Although there are several potential ways in which Twitter’s intervention could work, our investigation focused on two possibilities based on the platform’s hope that removing Trends would reduce coordination leading to incitement of violence: (1) An overall reduction in tweets about the conflict, because individuals would not be able to find new hashtags via trending topics, and (2) a reduction in the level of toxicity and threat in conversation about the conflict.
To measure the former, we counted the hourly number of tweets using hashtags about the conflict before and after the intervention. To measure the latter, we labeled all tweets for toxicity and threat using Perspective, an open source API created by Google’s Jigsaw unit and its Counter Abuse Technology team to enable the classification of harmful speech online. Perspective defines severe toxicity as “very hateful, aggressive, disrespectful” speech, and threats as describing “an intention to inflict pain, injury, or violence against an individual or group.”
Given our reliance on Perspective, however, it was not possible to replicate these analyses in Amharic or Tigrigna, the language of Tigray. The shortcomings of the automatic classification of languages outside of the U.S. and Western Europe are well documented and pose a significant challenge to research.

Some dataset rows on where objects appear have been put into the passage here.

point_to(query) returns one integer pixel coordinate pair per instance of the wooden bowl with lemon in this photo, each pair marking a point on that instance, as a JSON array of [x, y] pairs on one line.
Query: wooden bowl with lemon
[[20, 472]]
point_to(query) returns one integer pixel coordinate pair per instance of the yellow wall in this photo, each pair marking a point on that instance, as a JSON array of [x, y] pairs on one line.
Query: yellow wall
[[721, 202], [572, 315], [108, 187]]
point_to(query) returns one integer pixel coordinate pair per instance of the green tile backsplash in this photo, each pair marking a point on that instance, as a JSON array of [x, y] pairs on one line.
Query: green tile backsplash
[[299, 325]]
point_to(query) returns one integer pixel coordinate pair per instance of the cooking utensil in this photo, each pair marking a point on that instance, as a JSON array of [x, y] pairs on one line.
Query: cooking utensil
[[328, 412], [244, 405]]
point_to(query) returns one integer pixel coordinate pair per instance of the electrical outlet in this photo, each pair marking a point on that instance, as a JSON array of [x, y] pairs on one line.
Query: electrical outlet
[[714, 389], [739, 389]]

Our research found no evidence for either of the predicted possibilities.
We first considered whether or not the overall number of Tweets about the conflict went down following Twitter’s intervention. The two figures below show the total number of tweets per hour, split by pro-government hashtags (left) and pro-Tigray hashtags (right). Twitter’s announcement of the moratorium on Trending topics is shown with a dotted gray line. Notably, there were far fewer tweets using pro-Tigray hashtags than pro-government hashtags both before and after the removal of Trends.
The data shows there was no reduction in the volume of tweets per hour using hashtags related to the conflict on both sides of the political spectrum. In fact, the volume had been increasing prior to the intervention, and continued to increase following the intervention. (We performed the same analysis on retweets, replies, and favorites, and it yielded similar results). It is possible that the rate of increase would have been even greater without Twitter’s intervention, but based on the observational data there is no reason to believe that Twitter’s intervention led to any decrease in the number of Tweets about the conflict. Indeed, it is possible that Twitter’s intervention resulted in a backlash of users who were upset Trends had been removed in the region. And in fact, Twitter was the fifth most mentioned account in pro-government tweets and the eighth most mentioned account in pro-Tigray tweets in the aftermath of the announcement.
A second analysis, using the Perspective API, shows the average probability that tweets contain toxic or threatening content by hour, separated by pro-government (red) and pro-Tigray tweets (purple).
The data shows an initial decrease in the prevalence of harmful content between November 2-3, before Trends were removed. This could potentially align with a Twitter intervention that was not made public. But after the intervention announced by Twitter, there was no discernible decrease in the prevalence of threatening or toxic content.
It is entirely possible that the Twitter intervention had minimal effects because many of the users tweeting about the conflict in English, using pre-determined hashtags targeting the diaspora, were not based in Ethiopia.
Without reliable information on the impacts of the interventions made by social media platforms it is impossible to determine if the policies had any tangible impact. While further research should replicate these findings in local languages, we consider these results a preliminary suggestion that the intervention may not have had the impact Twitter intended it to.
To further examine the data, our open-sourced data set is accessible on GitHub.